Definita come una sfida dallo stesso regista Paolo Valerio, la messinscena de “La coscienza di Zeno” vista al Teatro Bellini con un Alessandro Haber pronto a fondere l’uomo con l’attore, propone tutta l’essenza ironica e surreale del personaggio scaturito dalla penna di Italo Svevo.

Con un grande occhio proiettato sul fondo della scena che, nel rappresentare la figura di quel psicoanalista così fondamentale nella storia di Zeno Cosini, non evita di riportare alla memoria quell’altro famoso occhio del Grande Fratello di Orwell, la commedia si trasforma in una veloce ma profonda rievocazione dei fatti contenuti nel romanzo del 1923.

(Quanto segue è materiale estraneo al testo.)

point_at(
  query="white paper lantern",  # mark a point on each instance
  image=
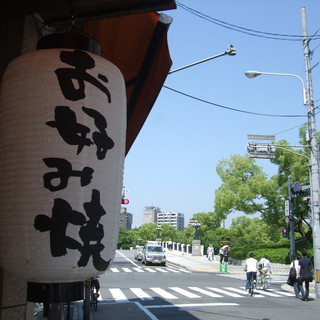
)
(62, 142)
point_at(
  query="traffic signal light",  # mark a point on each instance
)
(298, 190)
(285, 232)
(125, 201)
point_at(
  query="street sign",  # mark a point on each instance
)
(287, 220)
(286, 207)
(297, 186)
(261, 150)
(261, 137)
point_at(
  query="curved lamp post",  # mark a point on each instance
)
(231, 51)
(196, 234)
(253, 74)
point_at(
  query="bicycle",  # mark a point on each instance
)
(252, 284)
(263, 281)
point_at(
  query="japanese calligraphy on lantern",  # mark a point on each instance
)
(63, 139)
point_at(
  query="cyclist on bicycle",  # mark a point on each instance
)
(251, 267)
(95, 284)
(264, 268)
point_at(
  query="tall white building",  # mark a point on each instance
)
(150, 214)
(175, 219)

Grazie ad uno straordinario Haber pronto a fare la differenza nei panni di Zeno già vecchio, a comparire in scena tra flashback e coreografie e al cospetto di un altro Zeno ancora giovane, sono i personaggi che hanno fatto parte della vita di un uomo definibile inetto ed antieroe. Così al cospetto del padre, della suocera, della sua futura moglie sposata senza amore, del cognato e così via, lo Zeno giovane fa posto a quello vecchio ascoltando pure, a proposito dello sdoppiamento uomo- attore, i suoi consigli sulle intonazioni delle sue battute.

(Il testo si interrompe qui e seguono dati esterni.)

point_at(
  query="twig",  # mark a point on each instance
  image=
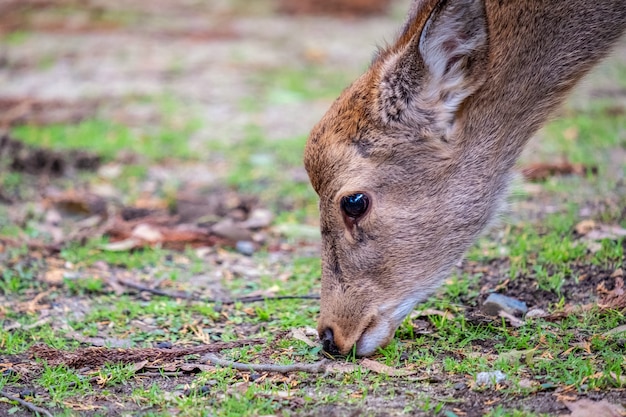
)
(312, 368)
(31, 244)
(93, 357)
(185, 296)
(28, 405)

In una alternanza tra il Cosini giovane e quello anziano, con il pubblico che si ritrova dinanzi ad una sommaria riedizione teatrale del romanzo a tratti privata di quella severa e tragica analisi operata da Svevo, il lavoro conquista soprattutto per la possente e drammatica interpretazione di Haber. Con gli altri attori Alberto Fasoli, Ester Galazzi, Stefano Scandaletti, Meredith Airò Farulla, Valentina Violo, Emanuele Fortunati, Chiara Pellegrin, Caterina Benevoli e Giovanni Schiavo e con l’adattamento dello stesso Valerio con Monica Codena, la commedia che resterà al Bellini fino al primo dicembre riesce comunque a glorificare l’anima di uno dei romanzi più importanti della letteratura del Novecento.

Tant’è che sul filo della memoria del narratore protagonista e sull’onda dei vari racconti, capaci persino di indurre molti critici a parlare dei diretti influssi di Joyce e Proust su Svevo, ad emergere nella rappresentazione sono pure tutte le simpatie dell’autore nei riguardi delle scoperte e delle teorie psicoanalitiche dei suoi tempi. Ricostruendo le azioni di un gruppo di persone alle prese con una fallimentare società commerciale sulla sfondo della vita triestina compresa tra il 1870 e il 1916, il regista punta tutto sulla raffinatezza dello scrittore e drammaturgo e sulla sua attitudine nel confondere gli impulsi opposti come l’egoismo e la generosità e ancora, come la sincerità e la malafede.

E ciò senza fare a meno di un persistente umorismo come quello, ad esempio, scaturito dalle avventure sentimentali di Zeno con le due sorelle Ada e Augusta. In grado di esaltare l’abbandono all’irrazionale di Sevo, la versione teatrale del suo romanzo diretta da Valerio, alla fine conquista gli applausi del pubblico e con essi la consapevolezza di aver comunque ben rappresentato colui che rifiutando la composizione classica si lasciò andare spesso al gioco dell’inconscio.